As industries start spending more and more on IoT and the new technology becomes mainstream with billions of connected devices, concerns over IoT security will also rise. It will also boost spend on IoT security by such firms.
A new study from Juniper Research found that spending on IoT (Internet of Things) cyber security solutions is set to reach over $6 billion globally by 2023. It highlighted rapid growth, with spending by product and service providers (in consumer markets) and end-customers (in industrial and public services markets) to rise nearly 300% over the forecast period.
Juniper’s new research, The Internet of Things for Security Providers: Opportunities, Strategies & Forecasts 2018-2023, claimed that growing business risk and regulatory minimum standards would serve as key spending drivers.
Juniper claimed that there are major differences in the way in which IoT business risk is perceived and perceptions on how regulation should be applied. It cited the home as an example of where poor long-term device support and little fear of ramifications in case of a breach would serve to keep spending low.
“The interconnected nature of the IoT means that even innocuous devices like the connected fridge can become a threat. Vendors see that risk as low, while little has been done from a regulatory perspective to protect consumers”, explained research author Steffen Sorrell.

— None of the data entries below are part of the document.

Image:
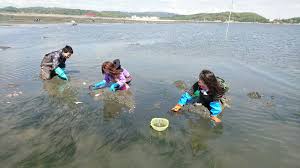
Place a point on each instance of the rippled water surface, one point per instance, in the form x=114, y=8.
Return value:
x=42, y=126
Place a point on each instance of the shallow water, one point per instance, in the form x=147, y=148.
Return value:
x=44, y=127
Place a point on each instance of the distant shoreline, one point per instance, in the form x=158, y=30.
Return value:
x=33, y=18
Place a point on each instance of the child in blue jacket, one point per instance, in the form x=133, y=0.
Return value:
x=209, y=92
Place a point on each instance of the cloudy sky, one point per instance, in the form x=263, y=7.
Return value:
x=267, y=8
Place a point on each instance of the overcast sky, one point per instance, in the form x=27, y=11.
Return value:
x=268, y=8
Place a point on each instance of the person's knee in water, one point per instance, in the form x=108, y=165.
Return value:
x=113, y=78
x=54, y=63
x=209, y=91
x=127, y=75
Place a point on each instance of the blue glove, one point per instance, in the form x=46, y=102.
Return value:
x=99, y=85
x=114, y=86
x=61, y=73
x=185, y=97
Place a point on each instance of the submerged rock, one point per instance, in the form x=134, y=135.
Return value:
x=197, y=108
x=181, y=85
x=254, y=95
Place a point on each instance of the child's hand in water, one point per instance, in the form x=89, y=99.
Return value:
x=176, y=108
x=113, y=87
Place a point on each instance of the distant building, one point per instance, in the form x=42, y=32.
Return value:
x=90, y=15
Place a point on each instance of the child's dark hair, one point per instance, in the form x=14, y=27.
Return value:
x=67, y=49
x=212, y=83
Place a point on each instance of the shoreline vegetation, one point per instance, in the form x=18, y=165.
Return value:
x=41, y=15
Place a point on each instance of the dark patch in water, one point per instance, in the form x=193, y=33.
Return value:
x=181, y=85
x=254, y=95
x=2, y=48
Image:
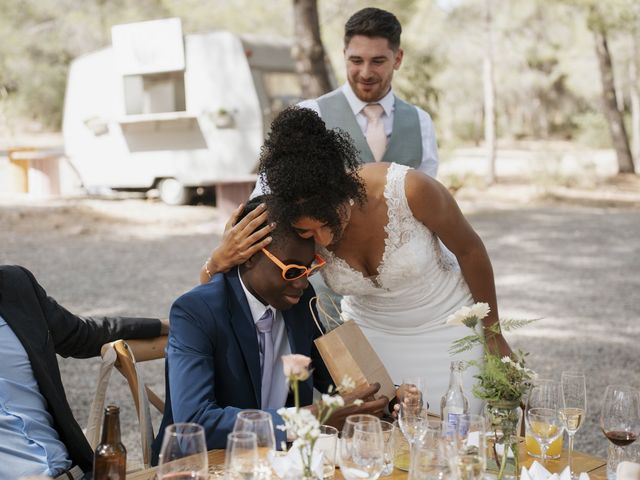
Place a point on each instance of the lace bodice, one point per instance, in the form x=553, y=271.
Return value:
x=412, y=252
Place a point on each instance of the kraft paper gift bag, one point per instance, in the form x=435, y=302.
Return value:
x=346, y=351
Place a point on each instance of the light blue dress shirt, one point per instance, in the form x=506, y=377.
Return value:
x=29, y=444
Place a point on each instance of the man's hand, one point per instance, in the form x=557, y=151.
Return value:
x=238, y=242
x=164, y=326
x=370, y=406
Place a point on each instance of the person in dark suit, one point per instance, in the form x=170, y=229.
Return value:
x=218, y=361
x=38, y=433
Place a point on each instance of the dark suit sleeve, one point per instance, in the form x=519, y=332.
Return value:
x=82, y=337
x=192, y=373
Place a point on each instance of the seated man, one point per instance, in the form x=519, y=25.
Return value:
x=38, y=434
x=215, y=364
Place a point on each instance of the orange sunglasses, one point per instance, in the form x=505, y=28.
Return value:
x=293, y=272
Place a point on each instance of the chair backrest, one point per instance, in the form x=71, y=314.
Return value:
x=124, y=355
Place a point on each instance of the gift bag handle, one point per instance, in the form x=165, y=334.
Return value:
x=325, y=313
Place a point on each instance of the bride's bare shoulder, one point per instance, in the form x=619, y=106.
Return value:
x=375, y=177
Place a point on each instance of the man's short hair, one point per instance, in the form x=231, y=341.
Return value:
x=282, y=232
x=374, y=22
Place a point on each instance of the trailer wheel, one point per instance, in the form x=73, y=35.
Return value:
x=172, y=192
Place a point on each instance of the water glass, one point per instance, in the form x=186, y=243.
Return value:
x=431, y=458
x=183, y=453
x=260, y=423
x=327, y=443
x=361, y=448
x=387, y=437
x=241, y=458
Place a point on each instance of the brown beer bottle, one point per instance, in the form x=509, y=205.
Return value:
x=110, y=458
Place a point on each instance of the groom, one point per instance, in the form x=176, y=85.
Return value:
x=228, y=335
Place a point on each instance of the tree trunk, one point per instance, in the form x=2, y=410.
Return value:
x=634, y=95
x=308, y=51
x=614, y=117
x=489, y=97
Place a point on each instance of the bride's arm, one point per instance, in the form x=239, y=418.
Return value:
x=433, y=205
x=238, y=242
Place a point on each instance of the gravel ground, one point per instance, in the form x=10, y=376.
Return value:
x=574, y=267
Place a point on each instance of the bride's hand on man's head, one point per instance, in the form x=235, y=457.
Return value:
x=240, y=241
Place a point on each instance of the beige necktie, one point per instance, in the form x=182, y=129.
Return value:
x=376, y=138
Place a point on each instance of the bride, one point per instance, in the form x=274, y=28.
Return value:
x=383, y=229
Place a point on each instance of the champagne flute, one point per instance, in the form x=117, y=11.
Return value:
x=574, y=407
x=241, y=458
x=619, y=421
x=361, y=448
x=412, y=414
x=542, y=414
x=183, y=454
x=260, y=423
x=469, y=443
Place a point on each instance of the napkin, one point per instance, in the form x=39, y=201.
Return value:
x=538, y=472
x=628, y=471
x=292, y=462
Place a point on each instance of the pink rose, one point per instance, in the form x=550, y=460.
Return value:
x=296, y=367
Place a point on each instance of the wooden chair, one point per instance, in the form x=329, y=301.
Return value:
x=124, y=355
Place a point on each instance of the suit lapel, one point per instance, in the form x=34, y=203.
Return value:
x=245, y=331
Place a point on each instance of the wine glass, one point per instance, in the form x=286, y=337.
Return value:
x=413, y=418
x=361, y=448
x=619, y=421
x=431, y=457
x=574, y=407
x=241, y=458
x=260, y=423
x=183, y=454
x=543, y=414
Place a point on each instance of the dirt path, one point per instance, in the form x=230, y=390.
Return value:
x=576, y=268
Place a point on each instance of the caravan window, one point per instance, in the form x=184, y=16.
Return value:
x=154, y=93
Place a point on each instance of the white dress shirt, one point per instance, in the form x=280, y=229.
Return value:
x=280, y=387
x=429, y=162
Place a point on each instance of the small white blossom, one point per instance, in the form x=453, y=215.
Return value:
x=347, y=384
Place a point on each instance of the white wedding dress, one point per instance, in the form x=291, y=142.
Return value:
x=402, y=311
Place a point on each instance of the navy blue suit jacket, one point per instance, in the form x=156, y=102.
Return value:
x=213, y=363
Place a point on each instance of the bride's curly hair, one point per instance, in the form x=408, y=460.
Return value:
x=311, y=171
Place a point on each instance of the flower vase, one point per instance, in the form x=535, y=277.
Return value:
x=503, y=420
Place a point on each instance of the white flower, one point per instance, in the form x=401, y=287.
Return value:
x=347, y=384
x=480, y=310
x=335, y=401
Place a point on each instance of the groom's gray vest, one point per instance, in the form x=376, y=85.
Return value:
x=404, y=146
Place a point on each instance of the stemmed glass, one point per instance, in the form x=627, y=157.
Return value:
x=619, y=421
x=260, y=423
x=413, y=418
x=361, y=448
x=543, y=414
x=241, y=458
x=574, y=407
x=469, y=442
x=183, y=454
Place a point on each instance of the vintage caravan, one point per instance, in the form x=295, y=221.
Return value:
x=173, y=112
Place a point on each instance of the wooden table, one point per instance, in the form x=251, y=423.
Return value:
x=596, y=467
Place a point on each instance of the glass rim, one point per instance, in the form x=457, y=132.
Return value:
x=184, y=428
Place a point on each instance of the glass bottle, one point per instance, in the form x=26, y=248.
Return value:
x=110, y=458
x=454, y=402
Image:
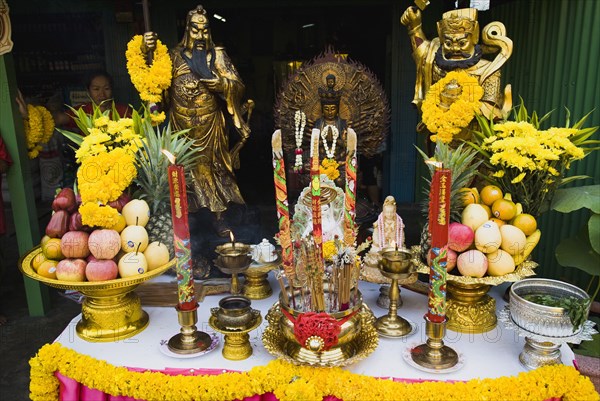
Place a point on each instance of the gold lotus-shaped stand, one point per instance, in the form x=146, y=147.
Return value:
x=470, y=309
x=111, y=310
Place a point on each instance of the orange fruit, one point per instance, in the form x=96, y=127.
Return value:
x=504, y=209
x=48, y=268
x=487, y=209
x=52, y=250
x=469, y=196
x=499, y=222
x=489, y=194
x=525, y=222
x=37, y=261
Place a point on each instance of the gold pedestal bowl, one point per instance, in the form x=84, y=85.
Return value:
x=111, y=310
x=469, y=308
x=356, y=339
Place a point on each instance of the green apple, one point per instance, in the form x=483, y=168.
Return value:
x=136, y=212
x=157, y=254
x=134, y=238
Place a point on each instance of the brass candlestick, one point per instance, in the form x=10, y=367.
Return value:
x=233, y=259
x=434, y=354
x=395, y=264
x=189, y=340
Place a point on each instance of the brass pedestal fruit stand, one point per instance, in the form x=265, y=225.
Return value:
x=111, y=310
x=235, y=319
x=395, y=264
x=233, y=259
x=470, y=308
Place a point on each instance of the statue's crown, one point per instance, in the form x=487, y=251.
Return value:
x=199, y=15
x=462, y=20
x=330, y=96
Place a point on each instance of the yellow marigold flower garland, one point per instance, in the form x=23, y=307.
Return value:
x=528, y=162
x=293, y=383
x=100, y=179
x=38, y=129
x=447, y=123
x=150, y=81
x=331, y=168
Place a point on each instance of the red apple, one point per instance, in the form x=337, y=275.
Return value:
x=451, y=260
x=71, y=270
x=460, y=237
x=74, y=244
x=101, y=270
x=104, y=244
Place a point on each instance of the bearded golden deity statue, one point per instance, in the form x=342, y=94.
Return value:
x=203, y=79
x=457, y=48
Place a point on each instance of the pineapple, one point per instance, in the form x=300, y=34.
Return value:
x=152, y=178
x=463, y=166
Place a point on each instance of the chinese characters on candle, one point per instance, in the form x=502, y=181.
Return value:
x=439, y=213
x=181, y=233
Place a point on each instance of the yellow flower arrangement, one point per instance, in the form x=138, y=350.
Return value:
x=106, y=154
x=445, y=123
x=103, y=178
x=528, y=162
x=38, y=129
x=149, y=80
x=331, y=168
x=293, y=383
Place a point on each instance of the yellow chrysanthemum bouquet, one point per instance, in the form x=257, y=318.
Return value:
x=528, y=162
x=106, y=152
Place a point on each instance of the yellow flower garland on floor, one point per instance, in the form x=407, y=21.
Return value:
x=293, y=383
x=38, y=129
x=331, y=168
x=149, y=80
x=447, y=123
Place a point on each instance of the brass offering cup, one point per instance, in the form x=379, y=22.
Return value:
x=233, y=259
x=234, y=313
x=395, y=264
x=434, y=354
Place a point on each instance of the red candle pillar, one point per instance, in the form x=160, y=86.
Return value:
x=439, y=215
x=181, y=233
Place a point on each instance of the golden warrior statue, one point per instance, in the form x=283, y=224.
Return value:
x=205, y=83
x=457, y=48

As a result, the research firm forecasts that smart home IoT security spending would be less than 17% of the consumer market in 2023.
In contrast, the research identified glaring security issues in the smart energy market. However, it noted that strict minimum standards, such as those applied by Germany and the EU’s General Data Protection Regulation, would drive spending impetus, with IoT smart energy security spend reaching $1 billion annually in 2023.
The research forecasts that the rise of edge computing services to enable near-real-time IoT applications would present additional security challenges, which in turn will drive industry spend. It cited an increased attack surface as raising business risk. Meanwhile, the need to ensure data reliability would emphasise the need for lifecycle management and device security solutions.